Recently I’ve started working on a Rust application. Shortly after the first prototype was ready, I decided to profile it to make sure I didn’t make any horrible mistakes that could affect performance.
Due to the nature of the application, I couldn’t just profile it locally (but if it was an option I’d use flamegraph). It needed to run in production (Kubernetes). So, I thought I should just use perf
.
1$ perf
2bash: perf: command not found
Ok, it needs it be installed first. The internet says to run apt-get install linux-tools-generic
. Sure thing… Oh no:
1$ perf
2WARNING: perf not found for kernel 5.10.226
3
4 You may need to install the following packages for this specific kernel:
5 linux-tools-5.10.226-214.880.amzn2.x86_64
6 linux-cloud-tools-5.10.226-214.880.amzn2.x86_64
7
8 You may also want to install one of the following packages to keep up to date:
9 linux-tools-214.880.amzn2.x86_64
10 linux-cloud-tools-214.880.amzn2.x86_64
perf
leverages Linux kernel functionality, so the kernel version is important. But no matter what I did, I couldn’t find a package for this specific kernel.
Compiling perf from the source
After wasting an hour chasing the specific perf package I needed, I decided it was likely more productive to compile it from scratch. So here’s what I ran:
bash1apt-get update
2apt-get install -y git make gcc flex bison
3git clone -b v5.10.205 --single-branch -n --depth=1 --filter=tree:0 \
4 git://git.kernel.org/pub/scm/linux/kernel/git/stable/linux-stable.git
5cd linux-stable
6git sparse-checkout set --no-cone tools scripts
7git checkout
8cd tools/perf
9make
Note the git tag with the specific version I’m using.

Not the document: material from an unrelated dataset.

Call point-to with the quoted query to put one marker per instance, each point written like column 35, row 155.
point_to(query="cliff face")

These steps create a fully functioning perf
binary, but there’s a catch. perf
can be compiled with various options, which can be viewed by running perf version --build-options
. This is what you WANT to see:
1 dwarf: [ on ]
2 dwarf_getlocations: [ on ]
3 glibc: [ on ]
4 libbfd: [ on ]
5 libbfd-buildid: [ on ]
6 libcap: [ on ]
7 libelf: [ on ]
8 libnuma: [ on ]
9 numa_num_possible_cpus: [ on ]
10 libperl: [ OFF ]
11 libpython: [ OFF ]
12 libcrypto: [ on ]
13 libunwind: [ on ]
14 libdw-dwarf-unwind: [ on ]
15 zlib: [ on ]
16 lzma: [ on ]
17 get_cpuid: [ on ]
18 bpf: [ on ]
19 libaio: [ on ]
20 libzstd: [ on ]
21 disassembler-four-args: [ on ]
Without many of these options (e.g. dwarf), you won’t be able to get accurate profiling data.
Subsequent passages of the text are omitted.